The gap between Washington and Beijing was further emphasized on Wednesday, when Secretary of State Mike Pompeo renewed his rhetoric against China, accusing it of covering up the outbreak.

He maintained his widely contested charge that there is "enormous evidence" that the new coronavirus appeared in a Chinese laboratory, even though he acknowledged that there is still uncertainty about its origins.

"These statements are true," the top US diplomat told the BBC. "We are not sure and there is significant evidence that it came from a laboratory."

Chinese state media accused him of lying.

One of the most trusted public health experts in the United States said the best evidence indicates that the virus was not produced in the laboratory.

Anthony Fauci, a member of Trump's coronavirus task force, said in an interview published on Monday that the disease appeared to "evolve in the wild and then jump species".

Why is the US blaming China?

President Trump faces a tough re-election campaign in November, but the U.S. economy, which was once the main selling point – is currently in a coronavirus-induced coma.

A recent Pew opinion poll last month found that a historic high of two-thirds of Americans views China unfavorably. But, roughly by the same margin, respondents said they believed Trump acted very slowly to contain the pandemic.

Both Trump and his likely Democratic candidate, Joe Biden, appear to be clinging to China's unpopularity as an electoral issue, with each accusing the other of being an insult to the U.S.'s top economic competitor.

The Trump campaign dubbed its opponent "Beijing Biden", while the Democrat's campaign pointed out that Trump praised China and its leader more than a dozen times in the early days of the outbreak.
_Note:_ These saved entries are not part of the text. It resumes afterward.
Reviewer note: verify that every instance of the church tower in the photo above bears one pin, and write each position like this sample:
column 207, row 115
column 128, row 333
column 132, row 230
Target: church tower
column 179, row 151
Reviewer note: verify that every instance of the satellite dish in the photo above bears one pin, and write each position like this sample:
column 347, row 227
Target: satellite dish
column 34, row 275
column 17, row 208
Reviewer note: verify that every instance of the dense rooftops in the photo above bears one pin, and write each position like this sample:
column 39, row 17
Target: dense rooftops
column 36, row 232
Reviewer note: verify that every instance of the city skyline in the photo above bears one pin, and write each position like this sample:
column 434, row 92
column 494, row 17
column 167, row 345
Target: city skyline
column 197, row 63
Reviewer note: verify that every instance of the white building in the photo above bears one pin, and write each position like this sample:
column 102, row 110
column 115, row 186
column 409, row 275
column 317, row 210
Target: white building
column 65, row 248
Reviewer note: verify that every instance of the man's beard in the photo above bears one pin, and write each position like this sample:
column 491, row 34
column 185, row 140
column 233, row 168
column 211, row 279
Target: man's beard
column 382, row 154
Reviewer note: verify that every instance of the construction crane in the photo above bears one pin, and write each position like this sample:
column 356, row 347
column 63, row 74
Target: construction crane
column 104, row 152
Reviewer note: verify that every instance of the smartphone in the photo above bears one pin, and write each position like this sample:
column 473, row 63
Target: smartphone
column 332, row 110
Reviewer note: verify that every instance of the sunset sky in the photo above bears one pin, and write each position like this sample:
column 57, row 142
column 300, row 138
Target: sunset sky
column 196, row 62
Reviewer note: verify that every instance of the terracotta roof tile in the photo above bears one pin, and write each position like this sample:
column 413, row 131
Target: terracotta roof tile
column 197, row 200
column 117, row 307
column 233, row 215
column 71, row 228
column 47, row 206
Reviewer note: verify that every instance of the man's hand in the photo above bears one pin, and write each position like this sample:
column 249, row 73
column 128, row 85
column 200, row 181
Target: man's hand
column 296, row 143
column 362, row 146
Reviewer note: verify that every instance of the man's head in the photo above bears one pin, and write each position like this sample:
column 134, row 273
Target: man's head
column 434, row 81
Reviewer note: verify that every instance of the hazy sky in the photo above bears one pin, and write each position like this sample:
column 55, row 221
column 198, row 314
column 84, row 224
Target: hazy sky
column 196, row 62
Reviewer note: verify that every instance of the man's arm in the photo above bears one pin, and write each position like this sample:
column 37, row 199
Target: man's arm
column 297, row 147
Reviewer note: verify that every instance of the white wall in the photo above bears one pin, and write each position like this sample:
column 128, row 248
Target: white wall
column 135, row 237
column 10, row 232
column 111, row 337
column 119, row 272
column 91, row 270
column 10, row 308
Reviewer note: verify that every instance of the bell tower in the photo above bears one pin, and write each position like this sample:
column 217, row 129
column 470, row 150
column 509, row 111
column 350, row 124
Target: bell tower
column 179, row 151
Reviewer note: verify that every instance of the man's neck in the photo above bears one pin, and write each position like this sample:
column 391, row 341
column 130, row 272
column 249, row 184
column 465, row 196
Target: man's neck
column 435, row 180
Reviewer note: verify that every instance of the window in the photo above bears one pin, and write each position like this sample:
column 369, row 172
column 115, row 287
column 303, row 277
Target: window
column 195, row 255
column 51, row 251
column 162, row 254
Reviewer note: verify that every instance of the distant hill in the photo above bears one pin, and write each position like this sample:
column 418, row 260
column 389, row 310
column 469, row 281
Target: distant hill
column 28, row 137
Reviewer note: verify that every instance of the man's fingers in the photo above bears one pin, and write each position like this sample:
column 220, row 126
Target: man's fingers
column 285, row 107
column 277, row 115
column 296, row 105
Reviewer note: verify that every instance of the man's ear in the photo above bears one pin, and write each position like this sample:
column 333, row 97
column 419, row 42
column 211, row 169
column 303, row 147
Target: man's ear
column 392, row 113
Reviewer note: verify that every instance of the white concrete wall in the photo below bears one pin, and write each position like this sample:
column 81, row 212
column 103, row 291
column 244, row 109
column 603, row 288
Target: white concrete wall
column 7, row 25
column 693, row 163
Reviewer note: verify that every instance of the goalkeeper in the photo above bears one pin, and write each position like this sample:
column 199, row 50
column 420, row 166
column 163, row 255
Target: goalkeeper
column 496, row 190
The Republican president used to label the outbreak "China's virus", but he stepped down last month around the time he spoke to Chinese President Xi Jinping by phone.

When the coronary virus began to spread in the U.S. in January, Trump signed the first phase of a trade agreement with China, which called for a truce in its tariff war. The US president's hopes of closing a more comprehensive phase two deal are now in limbo because of the pandemic.